In March, Swiss authorities demanded a response to their requests. De Grandis was contacted again, but did not reply. In July and November, new official letters were sent regarding Switzerland's requests for cooperation. Once again, silence. After two and a half years, on August 7th of this year, with the bribery scandal knocking on the door of the Palácio dos Bandeirantes (São Paulo state government headquarters), Minister José Eduardo Cardozo was informed of the lack of cooperation and ordered that the prosecutor be contacted again. All in vain. Without obtaining a response, the Ministry of Justice sent another official letter (6020/2013) to the Federal Public Prosecutor's Office on October 10th. And yet another (6280/2013) on the 21st, reiterating the "extreme urgency and importance of the matter" and requesting a response within five days. De Grandis requested new document submissions and finally responded last Wednesday, the 30th. The response, however, was incomplete – only some testimonies. The prosecutor's obsequious silence made it impossible to carry out investigations that could have been essential to fueling the bribery scheme investigations, both in Switzerland and Brazil, causing incalculable damage to the clarification of a corruption scheme whose full extent is still unknown.
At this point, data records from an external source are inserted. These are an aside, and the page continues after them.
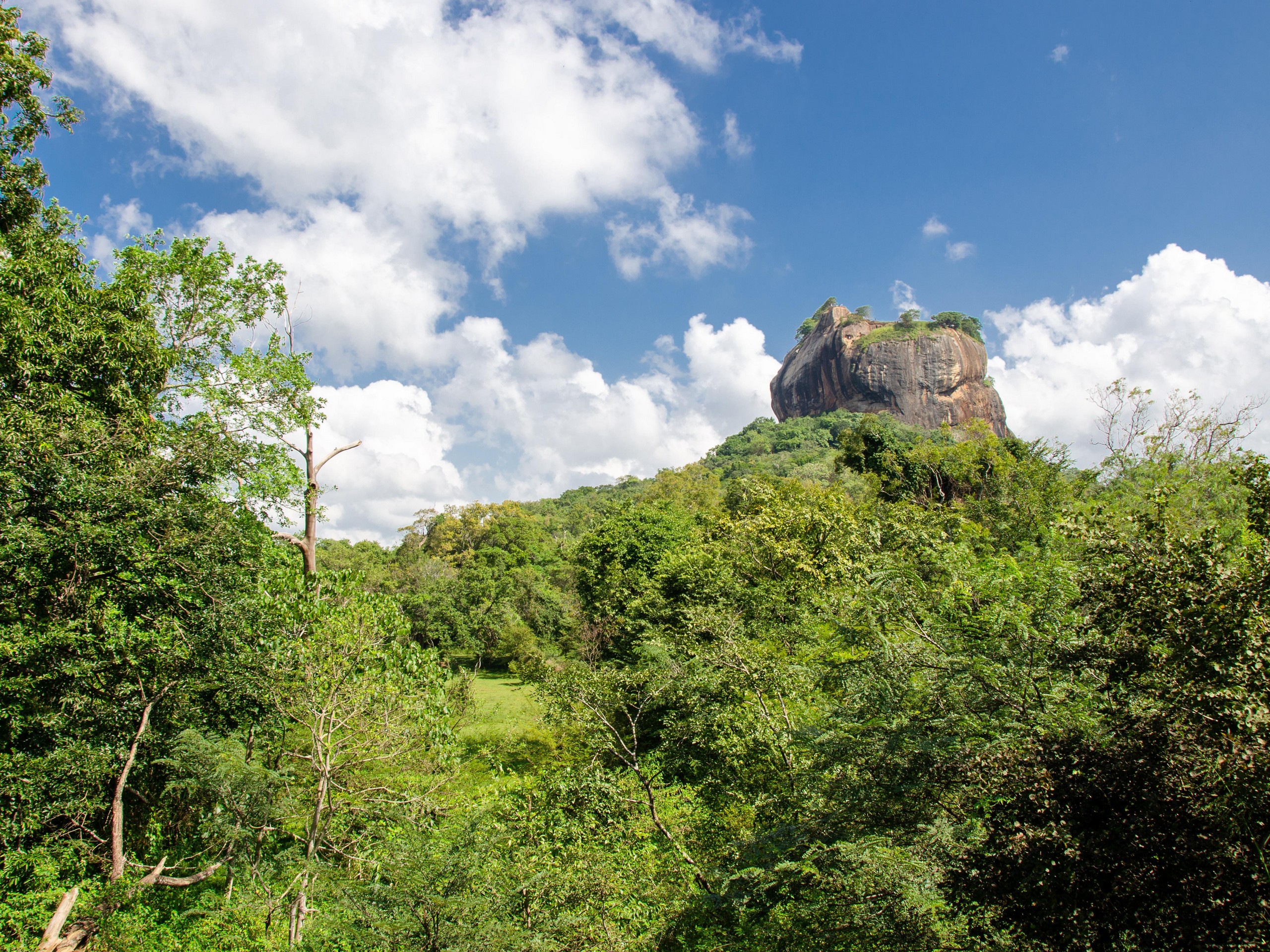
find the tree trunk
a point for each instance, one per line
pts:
(308, 542)
(117, 862)
(54, 932)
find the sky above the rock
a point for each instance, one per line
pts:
(545, 244)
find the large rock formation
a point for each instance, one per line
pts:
(928, 380)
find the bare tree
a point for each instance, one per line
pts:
(1188, 429)
(84, 930)
(1124, 419)
(308, 542)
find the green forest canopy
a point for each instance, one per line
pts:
(842, 685)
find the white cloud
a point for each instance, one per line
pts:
(699, 240)
(677, 28)
(400, 466)
(734, 144)
(934, 228)
(557, 420)
(378, 131)
(902, 298)
(115, 226)
(364, 298)
(422, 116)
(1187, 321)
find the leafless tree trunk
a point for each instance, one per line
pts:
(308, 542)
(84, 930)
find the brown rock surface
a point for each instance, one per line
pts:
(926, 381)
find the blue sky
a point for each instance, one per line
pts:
(1064, 144)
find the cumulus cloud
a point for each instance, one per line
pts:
(483, 121)
(556, 419)
(379, 132)
(400, 466)
(734, 144)
(694, 39)
(934, 228)
(1185, 321)
(902, 298)
(115, 225)
(699, 240)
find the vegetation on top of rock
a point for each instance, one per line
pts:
(844, 686)
(963, 323)
(807, 327)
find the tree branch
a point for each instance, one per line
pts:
(189, 880)
(54, 932)
(332, 455)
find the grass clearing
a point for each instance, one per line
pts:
(506, 724)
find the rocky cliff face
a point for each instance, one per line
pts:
(926, 381)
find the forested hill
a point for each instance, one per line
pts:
(844, 685)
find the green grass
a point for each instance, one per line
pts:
(505, 726)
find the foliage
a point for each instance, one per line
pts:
(955, 320)
(806, 328)
(842, 685)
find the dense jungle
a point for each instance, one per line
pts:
(841, 685)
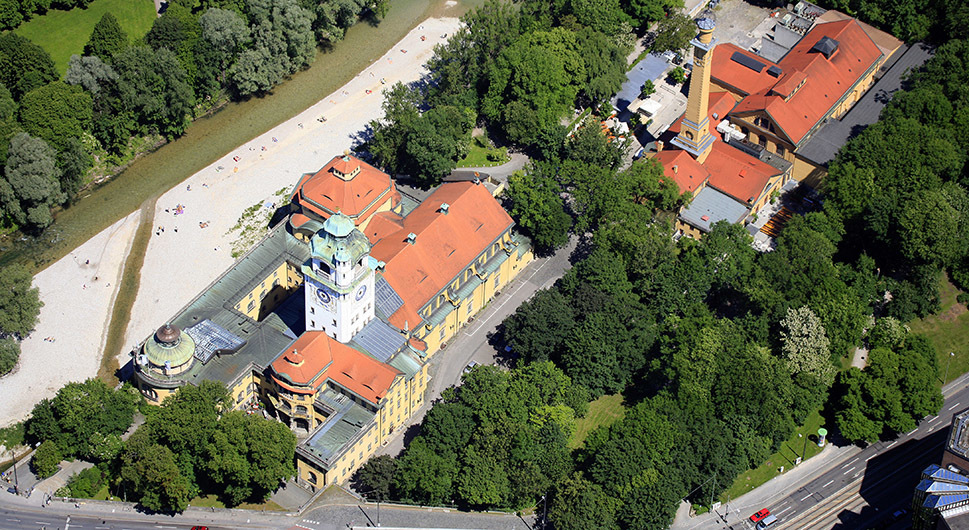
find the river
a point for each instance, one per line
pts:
(210, 137)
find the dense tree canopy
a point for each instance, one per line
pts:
(19, 301)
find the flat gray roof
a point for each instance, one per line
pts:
(711, 206)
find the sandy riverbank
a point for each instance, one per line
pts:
(178, 265)
(78, 292)
(184, 258)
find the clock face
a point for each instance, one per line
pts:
(324, 297)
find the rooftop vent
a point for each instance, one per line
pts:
(748, 61)
(826, 45)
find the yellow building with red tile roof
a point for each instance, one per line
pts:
(331, 319)
(345, 184)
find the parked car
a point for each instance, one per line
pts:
(470, 366)
(759, 516)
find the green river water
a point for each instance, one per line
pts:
(211, 137)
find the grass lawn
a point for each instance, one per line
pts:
(478, 154)
(604, 411)
(789, 450)
(211, 501)
(948, 331)
(64, 33)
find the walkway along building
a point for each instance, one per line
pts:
(747, 117)
(330, 320)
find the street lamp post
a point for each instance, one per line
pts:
(947, 362)
(16, 483)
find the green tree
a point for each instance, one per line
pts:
(226, 32)
(46, 459)
(604, 16)
(677, 75)
(31, 186)
(424, 476)
(56, 113)
(9, 355)
(10, 15)
(19, 302)
(107, 38)
(648, 89)
(26, 65)
(91, 73)
(537, 329)
(150, 473)
(673, 33)
(376, 477)
(804, 344)
(645, 12)
(153, 85)
(590, 145)
(436, 141)
(539, 209)
(580, 504)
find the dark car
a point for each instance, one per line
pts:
(759, 516)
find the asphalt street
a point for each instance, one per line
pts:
(860, 488)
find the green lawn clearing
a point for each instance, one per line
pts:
(64, 33)
(602, 412)
(211, 501)
(785, 456)
(483, 154)
(948, 331)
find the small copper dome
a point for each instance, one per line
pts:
(168, 334)
(294, 357)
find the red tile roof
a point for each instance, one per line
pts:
(325, 193)
(719, 105)
(826, 79)
(683, 169)
(382, 225)
(445, 244)
(315, 358)
(728, 169)
(736, 173)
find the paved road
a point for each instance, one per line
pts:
(473, 342)
(849, 487)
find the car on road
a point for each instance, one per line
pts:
(759, 516)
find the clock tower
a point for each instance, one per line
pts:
(338, 280)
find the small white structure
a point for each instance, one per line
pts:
(339, 280)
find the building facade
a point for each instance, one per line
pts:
(328, 323)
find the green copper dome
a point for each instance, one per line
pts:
(338, 225)
(170, 344)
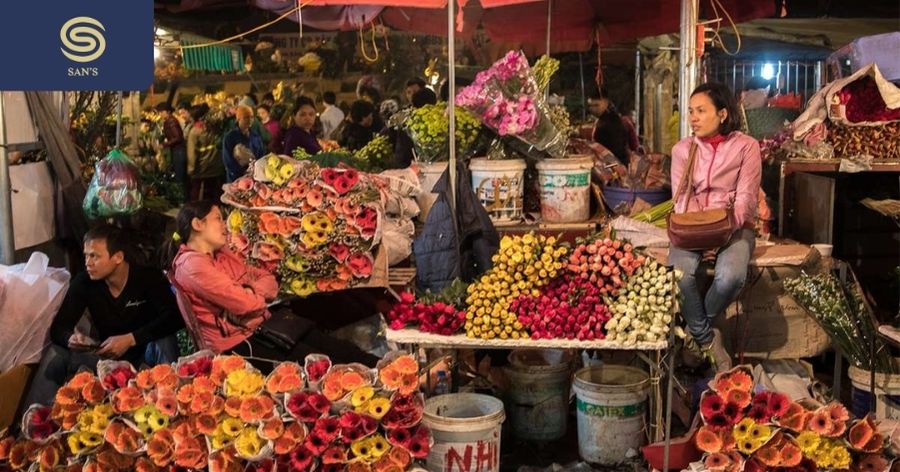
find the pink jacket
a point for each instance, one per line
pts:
(728, 174)
(226, 313)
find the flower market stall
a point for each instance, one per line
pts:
(220, 414)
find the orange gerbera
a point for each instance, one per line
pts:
(80, 379)
(390, 377)
(185, 394)
(272, 428)
(708, 440)
(93, 392)
(740, 398)
(791, 455)
(191, 453)
(161, 448)
(143, 464)
(409, 383)
(768, 455)
(202, 402)
(127, 399)
(205, 423)
(399, 456)
(406, 364)
(252, 410)
(68, 395)
(144, 380)
(351, 381)
(233, 406)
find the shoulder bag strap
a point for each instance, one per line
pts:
(688, 177)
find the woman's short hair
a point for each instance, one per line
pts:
(723, 99)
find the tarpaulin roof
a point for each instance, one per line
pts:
(575, 24)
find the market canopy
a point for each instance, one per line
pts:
(575, 24)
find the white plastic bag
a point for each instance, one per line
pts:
(30, 296)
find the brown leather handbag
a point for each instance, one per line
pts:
(698, 230)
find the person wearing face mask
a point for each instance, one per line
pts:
(301, 134)
(726, 173)
(241, 144)
(226, 301)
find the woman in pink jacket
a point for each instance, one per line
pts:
(228, 299)
(726, 173)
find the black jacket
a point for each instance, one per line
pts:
(448, 249)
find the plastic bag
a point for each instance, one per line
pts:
(30, 296)
(115, 189)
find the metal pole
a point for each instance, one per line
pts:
(583, 97)
(637, 92)
(687, 79)
(7, 242)
(120, 97)
(549, 17)
(451, 99)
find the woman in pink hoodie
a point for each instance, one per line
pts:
(226, 300)
(726, 173)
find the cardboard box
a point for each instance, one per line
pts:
(13, 384)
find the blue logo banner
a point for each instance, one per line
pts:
(77, 45)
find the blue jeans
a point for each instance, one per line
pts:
(58, 364)
(732, 261)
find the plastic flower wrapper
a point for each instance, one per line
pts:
(342, 380)
(115, 374)
(508, 99)
(307, 406)
(196, 364)
(115, 189)
(286, 377)
(399, 372)
(38, 424)
(429, 129)
(125, 438)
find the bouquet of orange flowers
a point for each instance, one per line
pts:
(219, 413)
(744, 430)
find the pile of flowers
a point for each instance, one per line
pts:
(221, 414)
(429, 128)
(317, 228)
(765, 431)
(508, 98)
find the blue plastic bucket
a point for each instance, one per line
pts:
(614, 196)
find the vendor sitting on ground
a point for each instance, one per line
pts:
(229, 299)
(131, 307)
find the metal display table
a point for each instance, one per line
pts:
(657, 356)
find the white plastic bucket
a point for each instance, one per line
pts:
(500, 186)
(565, 189)
(466, 429)
(611, 405)
(538, 397)
(429, 174)
(887, 394)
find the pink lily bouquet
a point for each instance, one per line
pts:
(316, 228)
(509, 100)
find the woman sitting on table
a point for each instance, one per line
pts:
(229, 298)
(726, 173)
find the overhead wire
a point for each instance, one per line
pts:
(240, 35)
(716, 4)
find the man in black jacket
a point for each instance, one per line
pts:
(131, 308)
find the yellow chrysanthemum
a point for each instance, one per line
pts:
(378, 407)
(248, 443)
(808, 441)
(360, 396)
(242, 383)
(232, 427)
(742, 429)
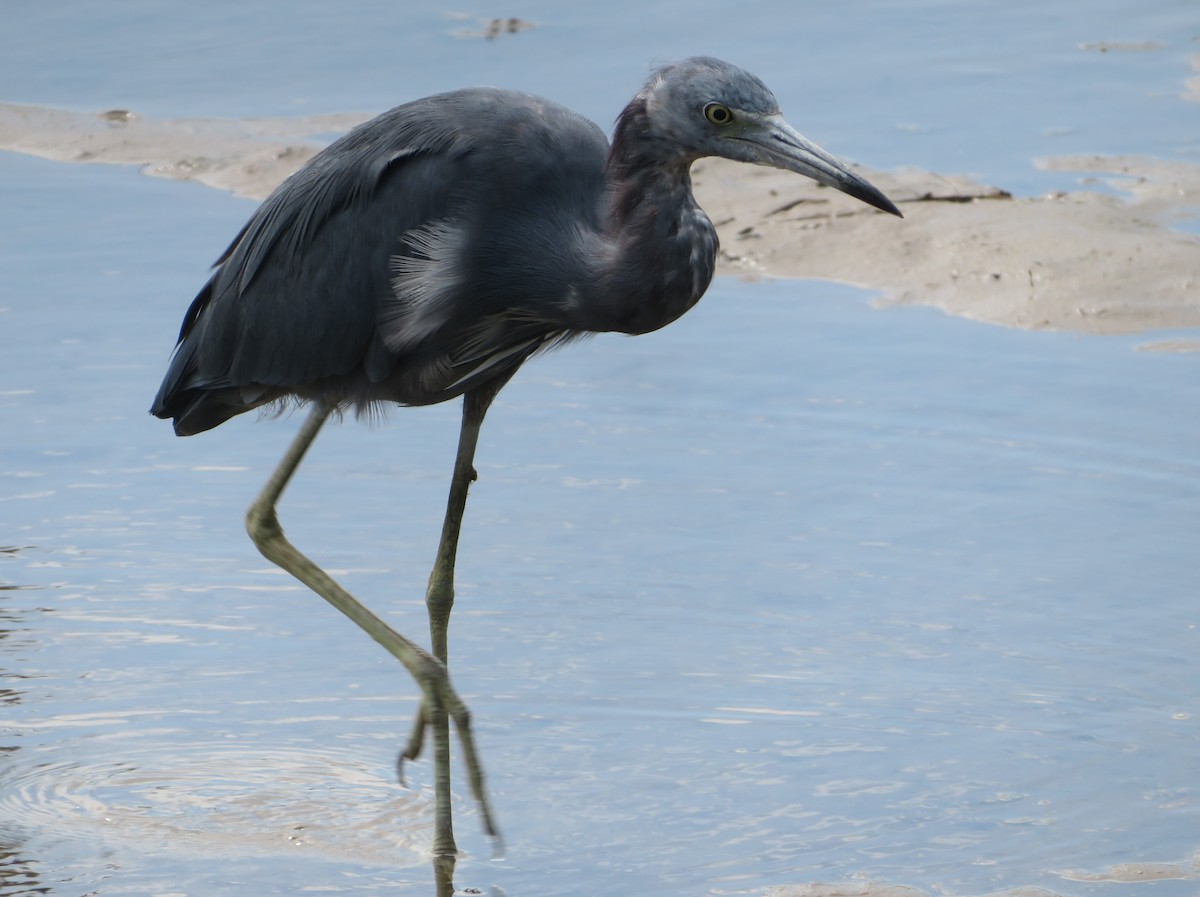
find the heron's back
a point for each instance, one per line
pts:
(421, 254)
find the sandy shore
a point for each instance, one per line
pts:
(1099, 259)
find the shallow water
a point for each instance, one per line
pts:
(792, 591)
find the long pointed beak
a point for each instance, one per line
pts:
(781, 146)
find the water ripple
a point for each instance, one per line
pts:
(221, 800)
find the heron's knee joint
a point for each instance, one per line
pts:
(262, 524)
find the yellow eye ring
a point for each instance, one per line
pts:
(719, 114)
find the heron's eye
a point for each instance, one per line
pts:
(719, 114)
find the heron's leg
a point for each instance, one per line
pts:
(439, 594)
(438, 698)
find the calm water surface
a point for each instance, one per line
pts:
(792, 591)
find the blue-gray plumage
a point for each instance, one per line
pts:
(438, 246)
(430, 252)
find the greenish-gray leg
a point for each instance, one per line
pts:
(439, 702)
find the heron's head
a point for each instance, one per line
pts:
(705, 107)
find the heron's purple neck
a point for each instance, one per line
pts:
(663, 247)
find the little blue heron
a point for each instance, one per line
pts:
(429, 253)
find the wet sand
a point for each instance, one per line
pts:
(1101, 259)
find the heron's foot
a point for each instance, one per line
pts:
(441, 705)
(415, 742)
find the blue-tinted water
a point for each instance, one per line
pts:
(791, 591)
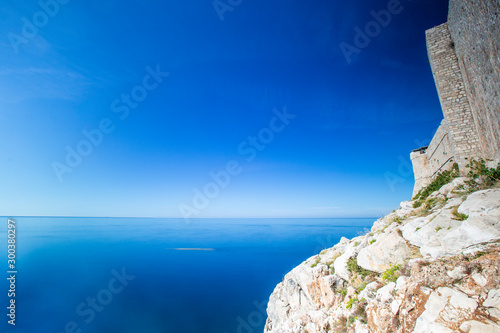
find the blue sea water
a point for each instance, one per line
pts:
(155, 275)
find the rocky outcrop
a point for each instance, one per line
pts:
(435, 268)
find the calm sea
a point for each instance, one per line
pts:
(155, 275)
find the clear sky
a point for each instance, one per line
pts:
(133, 108)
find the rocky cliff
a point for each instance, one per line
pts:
(434, 268)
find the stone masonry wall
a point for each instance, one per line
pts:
(475, 28)
(458, 116)
(436, 158)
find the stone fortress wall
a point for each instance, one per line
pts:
(465, 61)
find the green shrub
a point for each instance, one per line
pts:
(392, 273)
(352, 266)
(350, 303)
(398, 219)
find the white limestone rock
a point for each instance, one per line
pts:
(482, 203)
(389, 249)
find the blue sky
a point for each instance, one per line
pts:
(169, 93)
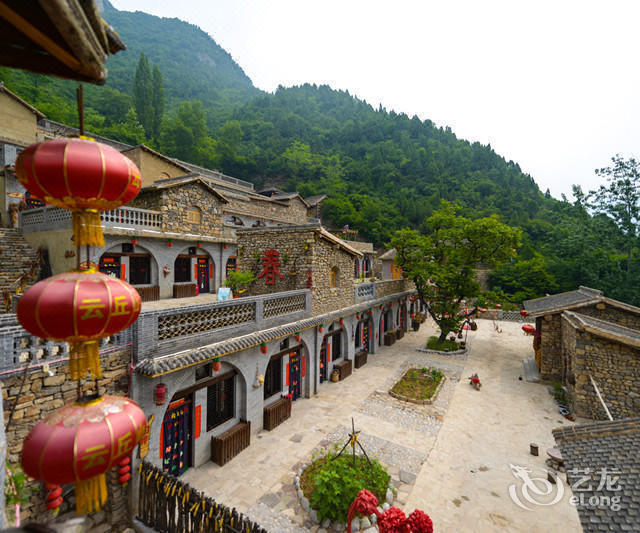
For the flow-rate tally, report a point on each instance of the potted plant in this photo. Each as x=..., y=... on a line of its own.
x=239, y=280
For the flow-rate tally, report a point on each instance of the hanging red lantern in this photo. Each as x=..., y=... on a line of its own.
x=81, y=175
x=54, y=497
x=124, y=471
x=80, y=442
x=160, y=395
x=79, y=308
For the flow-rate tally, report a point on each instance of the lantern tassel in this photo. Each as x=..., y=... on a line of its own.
x=87, y=228
x=91, y=494
x=84, y=357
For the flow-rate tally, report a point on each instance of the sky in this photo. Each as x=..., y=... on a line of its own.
x=552, y=85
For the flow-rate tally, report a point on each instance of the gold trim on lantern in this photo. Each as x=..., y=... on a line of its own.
x=91, y=494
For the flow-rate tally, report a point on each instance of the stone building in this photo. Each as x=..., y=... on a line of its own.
x=582, y=335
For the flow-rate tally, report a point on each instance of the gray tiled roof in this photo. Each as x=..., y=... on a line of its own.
x=171, y=363
x=564, y=300
x=602, y=328
x=614, y=446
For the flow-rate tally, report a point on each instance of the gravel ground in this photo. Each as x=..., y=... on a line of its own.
x=387, y=452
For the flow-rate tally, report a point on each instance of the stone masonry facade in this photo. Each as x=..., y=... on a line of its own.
x=615, y=367
x=551, y=334
x=42, y=394
x=295, y=261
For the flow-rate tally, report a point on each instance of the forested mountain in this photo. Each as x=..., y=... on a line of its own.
x=381, y=170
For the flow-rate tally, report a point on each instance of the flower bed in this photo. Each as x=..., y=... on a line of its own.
x=419, y=385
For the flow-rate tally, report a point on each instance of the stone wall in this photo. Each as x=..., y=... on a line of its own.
x=551, y=334
x=320, y=257
x=40, y=396
x=174, y=202
x=615, y=368
x=295, y=212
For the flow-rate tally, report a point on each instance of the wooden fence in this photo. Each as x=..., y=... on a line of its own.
x=169, y=506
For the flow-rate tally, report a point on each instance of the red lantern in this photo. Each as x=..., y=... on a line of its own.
x=161, y=394
x=79, y=308
x=124, y=471
x=81, y=175
x=54, y=497
x=80, y=442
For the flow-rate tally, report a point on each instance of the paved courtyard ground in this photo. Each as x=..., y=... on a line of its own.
x=451, y=459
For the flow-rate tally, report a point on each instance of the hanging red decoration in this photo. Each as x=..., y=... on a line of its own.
x=81, y=175
x=80, y=442
x=79, y=308
x=124, y=471
x=54, y=497
x=160, y=395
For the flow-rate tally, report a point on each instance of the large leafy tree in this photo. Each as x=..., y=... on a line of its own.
x=441, y=263
x=620, y=199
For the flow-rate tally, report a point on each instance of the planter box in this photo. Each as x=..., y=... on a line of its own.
x=276, y=413
x=184, y=291
x=389, y=338
x=227, y=445
x=344, y=368
x=361, y=359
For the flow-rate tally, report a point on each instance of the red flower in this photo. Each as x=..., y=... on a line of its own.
x=420, y=522
x=393, y=520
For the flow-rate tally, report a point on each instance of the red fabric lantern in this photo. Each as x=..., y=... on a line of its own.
x=80, y=442
x=79, y=308
x=161, y=394
x=82, y=175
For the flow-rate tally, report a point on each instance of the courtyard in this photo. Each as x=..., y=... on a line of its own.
x=450, y=459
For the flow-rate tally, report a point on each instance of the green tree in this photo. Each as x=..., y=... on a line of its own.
x=143, y=95
x=157, y=98
x=620, y=200
x=441, y=263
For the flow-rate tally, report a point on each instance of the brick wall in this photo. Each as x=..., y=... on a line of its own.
x=40, y=396
x=321, y=257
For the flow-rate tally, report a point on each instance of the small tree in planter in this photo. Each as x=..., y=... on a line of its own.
x=239, y=280
x=441, y=264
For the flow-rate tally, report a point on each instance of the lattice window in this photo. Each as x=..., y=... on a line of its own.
x=179, y=325
x=282, y=306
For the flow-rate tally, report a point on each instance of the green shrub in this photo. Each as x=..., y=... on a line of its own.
x=331, y=486
x=445, y=346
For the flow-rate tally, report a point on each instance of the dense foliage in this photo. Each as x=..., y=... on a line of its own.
x=331, y=483
x=383, y=171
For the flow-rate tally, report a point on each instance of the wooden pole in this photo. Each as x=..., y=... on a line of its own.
x=600, y=397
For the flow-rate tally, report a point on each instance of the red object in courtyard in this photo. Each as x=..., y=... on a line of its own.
x=81, y=175
x=270, y=264
x=80, y=442
x=79, y=308
x=160, y=394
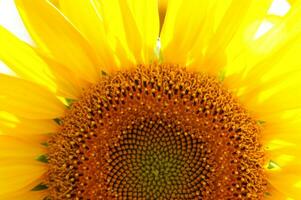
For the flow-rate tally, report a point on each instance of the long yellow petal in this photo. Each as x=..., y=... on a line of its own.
x=29, y=65
x=183, y=23
x=28, y=100
x=18, y=167
x=88, y=20
x=146, y=17
x=17, y=126
x=23, y=60
x=55, y=36
x=227, y=28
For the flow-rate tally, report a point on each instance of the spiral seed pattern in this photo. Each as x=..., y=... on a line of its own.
x=156, y=132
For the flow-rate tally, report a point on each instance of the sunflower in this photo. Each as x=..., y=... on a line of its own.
x=145, y=100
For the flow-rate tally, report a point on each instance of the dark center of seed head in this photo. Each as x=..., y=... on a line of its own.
x=156, y=132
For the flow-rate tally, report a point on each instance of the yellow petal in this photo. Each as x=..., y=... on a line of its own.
x=23, y=60
x=17, y=126
x=146, y=17
x=132, y=29
x=28, y=100
x=18, y=167
x=88, y=20
x=55, y=36
x=183, y=23
x=227, y=28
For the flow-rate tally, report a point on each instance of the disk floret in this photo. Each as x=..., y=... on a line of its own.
x=156, y=132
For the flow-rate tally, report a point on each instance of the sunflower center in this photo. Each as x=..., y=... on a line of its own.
x=156, y=132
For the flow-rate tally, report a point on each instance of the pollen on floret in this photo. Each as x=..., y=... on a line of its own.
x=156, y=132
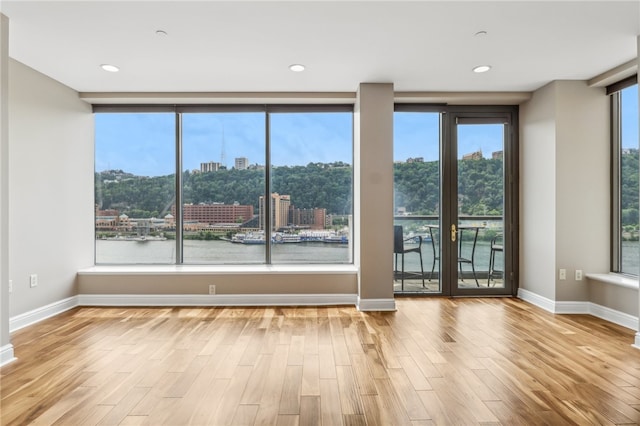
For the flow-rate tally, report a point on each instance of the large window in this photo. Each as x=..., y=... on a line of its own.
x=230, y=160
x=626, y=248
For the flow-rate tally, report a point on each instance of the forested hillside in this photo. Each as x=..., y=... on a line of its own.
x=328, y=186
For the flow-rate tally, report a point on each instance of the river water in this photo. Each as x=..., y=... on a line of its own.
x=224, y=252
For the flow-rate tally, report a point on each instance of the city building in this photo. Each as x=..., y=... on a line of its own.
x=242, y=163
x=215, y=213
x=308, y=218
x=477, y=155
x=211, y=166
x=279, y=211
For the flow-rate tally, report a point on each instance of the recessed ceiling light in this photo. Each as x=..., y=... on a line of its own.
x=482, y=68
x=110, y=68
x=296, y=67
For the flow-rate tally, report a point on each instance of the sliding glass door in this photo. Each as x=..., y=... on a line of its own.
x=455, y=200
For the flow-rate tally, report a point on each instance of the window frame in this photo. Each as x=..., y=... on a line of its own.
x=179, y=109
x=614, y=92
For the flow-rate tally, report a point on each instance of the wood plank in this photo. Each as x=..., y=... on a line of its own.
x=434, y=361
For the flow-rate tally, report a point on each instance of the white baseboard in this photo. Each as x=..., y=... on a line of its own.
x=536, y=299
x=614, y=316
x=6, y=354
x=376, y=304
x=44, y=312
x=216, y=299
x=599, y=311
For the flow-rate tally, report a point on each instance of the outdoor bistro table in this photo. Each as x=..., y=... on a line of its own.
x=459, y=230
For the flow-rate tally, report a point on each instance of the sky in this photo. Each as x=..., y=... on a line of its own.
x=630, y=117
x=144, y=144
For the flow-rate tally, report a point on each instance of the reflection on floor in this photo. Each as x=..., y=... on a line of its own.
x=413, y=284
If conducted at the right time, these investigations could have helped authorities establish, in advance, the link between the scheme used by Alstom and that of Siemens to bribe politicians.

In August 2012, after four years of investigation, the Federal Police concluded the first inquiry into the Alstom case. Without access to Swiss banking and tax data, they were only able to gather partial evidence to indict city councilman Andrea Matarazzo for passive corruption. Matarazzo, in 1998, was the state Secretary of Energy in the Mário Covas government. The inquiry went to De Grandis, who, more than a year later, has still not filed his charges. Behind the scenes, the prosecutor complained to his advisors that the police report was poorly substantiated. Under pressure, he requested the Federal Court to lift the confidentiality of 11 defendants. State prosecutor Silvio Marques and other federal prosecutors in São Paulo requested in July the sharing of evidence to further the investigation. The Swiss prosecutors, far from shelving the cases, are also very interested in obtaining Brazilian cooperation.

Last week, ISTOÉ sent De Grandis's office a list of 20 questions. None were answered. Through its press office, the Federal Public Prosecutor's Office (MPF) cited "confidentiality of the investigations" and said that the prosecutor is on leave until December 5th to complete a master's degree. A specialist in criminal law and professor at the Superior School of the Public Prosecutor's Office of São Paulo, De Grandis is considered by his colleagues to be a difficult person with few friends. Among them are former delegate Protógenes and neo-activist Pedro Abramovay, now a staunch anti-PT (Workers' Party) member after being ousted from the government. For lawyer Píer Paolo Bottini, former secretary in the Márcio Thomaz Bastos administration and Rodrigo de Grandis's professor in a postgraduate course, the prosecutor would never use his position for political purposes. "I know him and I don't believe he has any bias in his actions," he says.

Former minister José Dirceu thinks differently. Last week, he again accused De Grandis of acting politically by breaking his telephone secrecy to try to implicate him in the MSI case, the scheme involving corruption in São Paulo's football football. In Operation Satiagraha, De Grandis and Protógenes joined forces against Daniel Dantas, a long-time ally of the PSDB and Marcos Valério, who became closer to the PT after Lula came to power in 2002. Starting in 2008, state deputy Roberto Felício (PT) submitted six complaints to the prosecutor. The deputy also alerted De Grandis to evidence that Alstom and Siemens were using the same international consulting firms for money laundering and the payment of bribes and kickbacks to various authorities in Brazil. None of these complaints were concluded.